> From: owner-openssl-us...@openssl.org On Behalf Of Klaus Heinrich Kiwi
> Sent: Wednesday, 23 September, 2009 15:59

> I noted that when generating a RSA public key pair using a 
> non-standard public exponent (particularly, 65538, or 0x01, 
> 0x00,0x02), the RSA_generate_key never returns, and the 
> program keeps using 100% CPU until I kill it.
> 
> My question is: Is this behavior expected? If some non-standard publ. 
> exponent is problematic, shouldn't we abort with error before 
> attempting to use it?
> 
RSA doesn't work if e (or d) has any common factors with phi(m) 
= IIRC LCM(p-1,q-1). If this happens, the code just tries again.

This means there are no p,q for which any even e can work, 
hence the infinite loop. As mentioned on the man page, BTW.

For an e with a factor small but greater than 2, many p,q 
won't work but some will. Is this a desirable case? I don't know.
The popular standard e (3 and 65537) were chosen to be (odd) primes 
and for the latter the chance of a keygen try failing is tiny.

> Or, to put it in another way, should the caller validate the 
> public exponent before issuing RSA_generate_key(), to avoid a 
> potential DoS?
> 
If you're going to accept e from an untrustworthy source, probably.

Or it appears you can use the callback to impose a limit on the 
number of tries, amount of time, etc. as you consider appropriate.
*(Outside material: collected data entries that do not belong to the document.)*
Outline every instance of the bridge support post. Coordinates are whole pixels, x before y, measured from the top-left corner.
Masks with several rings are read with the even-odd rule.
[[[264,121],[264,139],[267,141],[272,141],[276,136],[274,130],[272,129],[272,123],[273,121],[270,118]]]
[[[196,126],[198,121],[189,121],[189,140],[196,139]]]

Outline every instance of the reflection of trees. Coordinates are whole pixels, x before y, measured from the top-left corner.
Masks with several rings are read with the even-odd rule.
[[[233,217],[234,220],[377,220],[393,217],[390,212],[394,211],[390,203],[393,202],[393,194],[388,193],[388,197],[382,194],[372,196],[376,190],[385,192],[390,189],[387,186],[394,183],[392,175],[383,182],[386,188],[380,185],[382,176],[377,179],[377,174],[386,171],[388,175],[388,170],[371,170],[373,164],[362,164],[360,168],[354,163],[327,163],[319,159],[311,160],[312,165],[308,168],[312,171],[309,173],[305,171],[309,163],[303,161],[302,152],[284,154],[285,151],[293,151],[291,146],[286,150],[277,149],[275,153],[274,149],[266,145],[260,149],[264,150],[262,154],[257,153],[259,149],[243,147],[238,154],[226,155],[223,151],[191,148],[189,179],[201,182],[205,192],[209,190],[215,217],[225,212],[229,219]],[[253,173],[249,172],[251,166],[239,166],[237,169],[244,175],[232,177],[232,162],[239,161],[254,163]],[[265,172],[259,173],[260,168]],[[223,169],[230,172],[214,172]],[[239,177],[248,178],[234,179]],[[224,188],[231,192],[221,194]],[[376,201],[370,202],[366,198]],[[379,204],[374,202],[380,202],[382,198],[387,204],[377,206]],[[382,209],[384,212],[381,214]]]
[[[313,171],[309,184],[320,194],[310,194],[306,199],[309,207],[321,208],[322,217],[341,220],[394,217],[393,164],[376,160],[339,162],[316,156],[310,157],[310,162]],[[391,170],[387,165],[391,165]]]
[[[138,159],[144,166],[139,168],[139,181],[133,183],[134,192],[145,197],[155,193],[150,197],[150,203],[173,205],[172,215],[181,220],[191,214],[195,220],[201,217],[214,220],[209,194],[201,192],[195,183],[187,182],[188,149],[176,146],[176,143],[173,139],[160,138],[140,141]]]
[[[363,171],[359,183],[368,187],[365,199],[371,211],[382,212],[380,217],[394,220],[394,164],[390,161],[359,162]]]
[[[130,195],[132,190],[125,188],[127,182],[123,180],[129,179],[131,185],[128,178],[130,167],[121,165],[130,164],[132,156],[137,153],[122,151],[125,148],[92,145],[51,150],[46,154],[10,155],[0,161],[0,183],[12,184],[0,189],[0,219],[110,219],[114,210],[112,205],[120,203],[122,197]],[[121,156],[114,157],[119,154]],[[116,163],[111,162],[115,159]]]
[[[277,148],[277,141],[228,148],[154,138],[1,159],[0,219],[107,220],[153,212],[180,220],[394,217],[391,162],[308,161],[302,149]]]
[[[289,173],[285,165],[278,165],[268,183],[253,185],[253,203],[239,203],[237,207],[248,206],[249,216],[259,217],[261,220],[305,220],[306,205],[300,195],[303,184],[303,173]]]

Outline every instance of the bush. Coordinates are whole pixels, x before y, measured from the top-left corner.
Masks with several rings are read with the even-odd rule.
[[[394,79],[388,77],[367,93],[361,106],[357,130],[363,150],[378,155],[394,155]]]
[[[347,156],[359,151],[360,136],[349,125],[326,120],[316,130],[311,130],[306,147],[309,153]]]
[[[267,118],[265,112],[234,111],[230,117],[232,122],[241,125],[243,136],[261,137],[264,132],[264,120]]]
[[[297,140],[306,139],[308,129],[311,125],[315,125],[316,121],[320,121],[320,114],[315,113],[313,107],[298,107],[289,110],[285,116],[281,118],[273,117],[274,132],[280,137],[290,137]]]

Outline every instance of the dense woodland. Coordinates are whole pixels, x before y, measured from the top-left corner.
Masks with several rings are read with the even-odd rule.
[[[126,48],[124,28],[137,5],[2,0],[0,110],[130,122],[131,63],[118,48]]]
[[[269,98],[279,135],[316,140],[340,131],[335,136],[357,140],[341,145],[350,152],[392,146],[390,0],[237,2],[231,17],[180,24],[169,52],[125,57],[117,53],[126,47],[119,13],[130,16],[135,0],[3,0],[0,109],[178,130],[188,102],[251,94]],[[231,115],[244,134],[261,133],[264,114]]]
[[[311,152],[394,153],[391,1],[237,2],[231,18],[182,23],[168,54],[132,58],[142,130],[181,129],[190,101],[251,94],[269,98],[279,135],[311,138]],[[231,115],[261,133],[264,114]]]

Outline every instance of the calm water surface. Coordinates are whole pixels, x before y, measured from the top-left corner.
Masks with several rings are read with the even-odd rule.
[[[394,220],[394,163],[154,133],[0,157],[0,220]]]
If you allow large e (any significant fraction of the modulus size) 
it might be a covert channel for the keygen-requestor to leak info 
(if the requestor is malicious against its owner, apparently not 
you if you are worried about attacks by the owner against you).
I'd also worry whether there is a way for malicious requestor 
to choose e such that it assists or enables later side-channel 
attacks against encryptors or verifiers using the resulting 
publickey, but I don't know enough to analyze for that.